レイズ頻度
Raise Frequency
用語: レイズ頻度 レイズ頻度とは、特定の状況においてプレイヤーがフォールドやコールではなくレイズを選択する割合をパーセンテージで示したものです。実践では、プレイヤーの攻撃性や相手を搾取する傾向を測定するために使用されます。高いレイズ頻度は、強ハンドやブラフで頻繁にプレッシャーをかけることを示し、低い頻度は受動的なアプローチや強いハンドでのみレイズすることを示します。典型的なシナリオ: フロップのコンティニュエーションベット後、相手のレイズ頻度が30%を超える場合、そのレンジには多くのドローや完成ハンドが含まれている可能性があり、コールやレイズの戦略を調整する必要があります。
概要
レイズ頻度 は、テキサスホールデムにおけるプレイヤーの攻撃性を測定する重要な指標です。これは、特定の状況における全アクションのうち、プレイヤーがレイズ(ベット後のレイズやプリフロップレイズを含む)を選択した割合を指します。この指標は、相手の戦略的傾向の分析や、自身の戦略のバランス評価によく使用されます。
計算方法
レイズ頻度は通常、統計サンプルから計算されます。例えば、プリフロップで、プレイヤーがボタンでアクションする機会が100回あり、40回レイズした場合、プリフロップレイズ頻度は40%です。ポストフロップでは、レイズ頻度は特に、ベットに直面したときにレイズ(フォールドやコールではなく)を選択する頻度を指します。
応用
- プリフロップ: プリフロップレイズ頻度(PFR)は、プレイヤーのハンドレンジの緩さを示す重要な指標です。高いPFR(例:20%以上)は、プレイヤーが広いレンジでレイズし積極的にプレイすることを示し、低いPFR(例:10%以下)は、強いハンドのみをプレイすることを示します。

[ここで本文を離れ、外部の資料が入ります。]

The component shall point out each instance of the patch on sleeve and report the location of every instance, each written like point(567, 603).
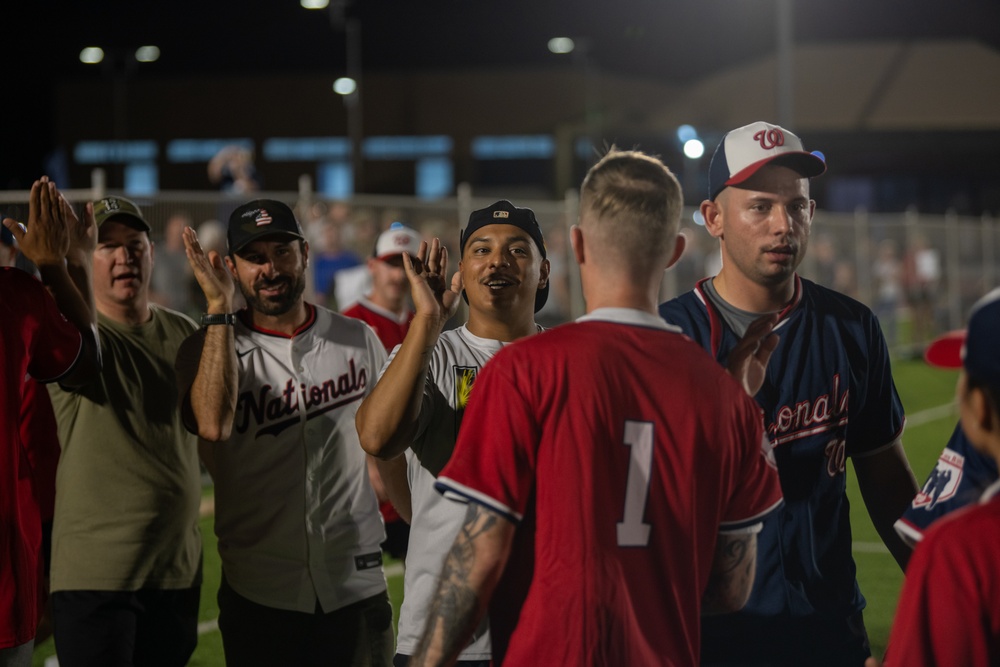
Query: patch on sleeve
point(942, 482)
point(368, 561)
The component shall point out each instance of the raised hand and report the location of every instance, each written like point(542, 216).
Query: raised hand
point(431, 292)
point(211, 273)
point(82, 231)
point(46, 240)
point(748, 360)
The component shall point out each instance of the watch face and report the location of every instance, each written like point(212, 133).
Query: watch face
point(219, 318)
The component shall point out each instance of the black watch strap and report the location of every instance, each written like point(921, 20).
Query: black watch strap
point(218, 318)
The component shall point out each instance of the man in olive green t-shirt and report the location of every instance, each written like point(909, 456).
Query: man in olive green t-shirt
point(126, 547)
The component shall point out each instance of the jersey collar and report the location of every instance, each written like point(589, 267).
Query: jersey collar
point(629, 316)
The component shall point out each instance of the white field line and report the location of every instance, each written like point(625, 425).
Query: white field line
point(932, 414)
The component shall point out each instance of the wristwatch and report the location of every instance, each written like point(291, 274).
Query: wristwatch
point(218, 318)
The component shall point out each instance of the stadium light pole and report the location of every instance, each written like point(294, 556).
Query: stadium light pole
point(786, 86)
point(341, 19)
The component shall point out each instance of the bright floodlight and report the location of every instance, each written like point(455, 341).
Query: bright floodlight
point(147, 54)
point(694, 149)
point(92, 55)
point(561, 45)
point(345, 85)
point(686, 133)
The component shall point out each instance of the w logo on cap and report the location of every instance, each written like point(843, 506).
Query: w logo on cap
point(771, 138)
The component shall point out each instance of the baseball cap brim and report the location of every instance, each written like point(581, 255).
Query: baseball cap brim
point(946, 351)
point(806, 163)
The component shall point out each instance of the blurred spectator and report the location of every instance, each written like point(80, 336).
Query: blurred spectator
point(386, 309)
point(232, 169)
point(887, 271)
point(923, 277)
point(329, 257)
point(172, 277)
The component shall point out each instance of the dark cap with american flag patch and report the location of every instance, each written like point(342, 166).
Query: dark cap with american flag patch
point(260, 218)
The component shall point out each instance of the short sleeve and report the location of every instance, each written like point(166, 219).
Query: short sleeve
point(55, 343)
point(494, 459)
point(879, 411)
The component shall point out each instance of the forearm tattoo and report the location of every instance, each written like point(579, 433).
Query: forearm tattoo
point(458, 604)
point(732, 574)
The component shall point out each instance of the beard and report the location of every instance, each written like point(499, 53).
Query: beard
point(278, 304)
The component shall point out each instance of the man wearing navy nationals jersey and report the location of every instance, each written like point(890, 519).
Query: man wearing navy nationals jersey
point(615, 475)
point(949, 607)
point(960, 476)
point(273, 389)
point(828, 395)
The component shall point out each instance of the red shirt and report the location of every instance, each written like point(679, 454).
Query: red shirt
point(391, 329)
point(37, 340)
point(949, 608)
point(621, 449)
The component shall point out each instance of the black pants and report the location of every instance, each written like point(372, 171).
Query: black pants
point(359, 634)
point(158, 628)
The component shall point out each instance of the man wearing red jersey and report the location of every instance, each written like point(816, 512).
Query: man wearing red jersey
point(44, 340)
point(615, 475)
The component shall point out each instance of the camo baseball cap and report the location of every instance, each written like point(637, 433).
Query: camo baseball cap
point(119, 207)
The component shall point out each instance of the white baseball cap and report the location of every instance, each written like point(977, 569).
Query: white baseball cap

- ポストフロップ: ポストフロップのレイズ頻度は、ドローや完成ハンドを持っているときのプレイヤーの攻撃性を反映します。例えば、フロップでのコンティニュエーションベット後、ターンでのコールに対するレイズ頻度は、ブラフやバリューレイズの巧みさを明らかにします。
戦略的意義
- バランス戦略: GTO(ゲーム理論最適)戦略では、レイズ頻度はフォールド頻度やコール頻度と調整され、相手に搾取されるのを防ぐ必要があります。例えば、フロップでコンティニュエーションベットに対し、合理的なレイズ頻度にはバリューハンドとブラフの両方が含まれるべきです。
- 相手の搾取: 相手がレイズしすぎる場合、コールレンジを狭め、強いハンドでレイズを待つことができます。相手のレイズ頻度が低すぎる場合、頻繁にベットしてプレッシャーをかけ、フォールドさせることができます。
注意点
レイズ頻度は状況に応じて分析する必要があります。例えば、マルチウェイポットでは、ヘッズアップよりもレイズ頻度が低くなる傾向があります。ディープスタック時には、インプライドオッズによりレイズ頻度が調整されることがあります。また、サンプルサイズが小さいと頻度データが歪む可能性があるため、最低100ハンド以上の観察が推奨されます。